There seems to be some confusion. Anti-matter weapons would produce lots and lots of gamma rays. Gamma rays are very dangerous and are the main source of the radioactive fallout of nuclear weapons. However their effect is immediate unlike, that of radioactive isotopes which persist.
posted by euphorb at 1:33 PM on October 5, 2004


And we still won't be any safer from the teenager who carries a suitcase bomb packed with nukes to the corner of main street and first and rendering it useless for 43 years...

When will we learn that the real threats are shifting? What are we going to accomplish with this type of weapon? Obliterating masses of people? Escalating the weapons race? Further disenfranchising an already unheard portion of world population?

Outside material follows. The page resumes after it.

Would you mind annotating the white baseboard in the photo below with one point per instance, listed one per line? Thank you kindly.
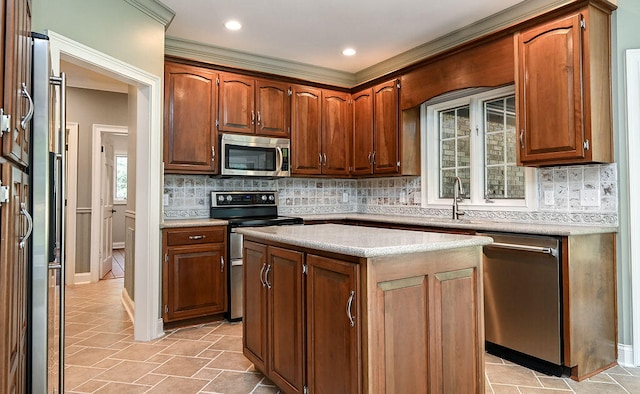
(625, 355)
(82, 278)
(128, 304)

At some point, some military officer, or high ranking official must realize that these types of weapons do not create solutions to existing problems.
posted by omidius at 2:28 PM on October 5, 2004


Well, this might finally be the Next Big Thing that will finally, once & for all, put an end to the petty inter-service rivalries.

AIRPOWER!
posted by davidmsc at 8:33 PM on October 5, 2004


On a related note, Pebble bed nuclear reactors.
posted by moonbiter at 2:01 PM on October 6, 2004


Nobody says you have to have it all stored up at once. You could conceivably extract antimatter on the fly and spit it at a convenient iota of matter, yielding enough power to fund the next extraction.
posted by effugas at 7:40 PM on October 6, 2004


You could conceivably extract antimatter on the fly and spit it at a convenient iota of matter, yielding enough power to fund the next extraction.

I don't think you really understand the concept of 'conceivable'.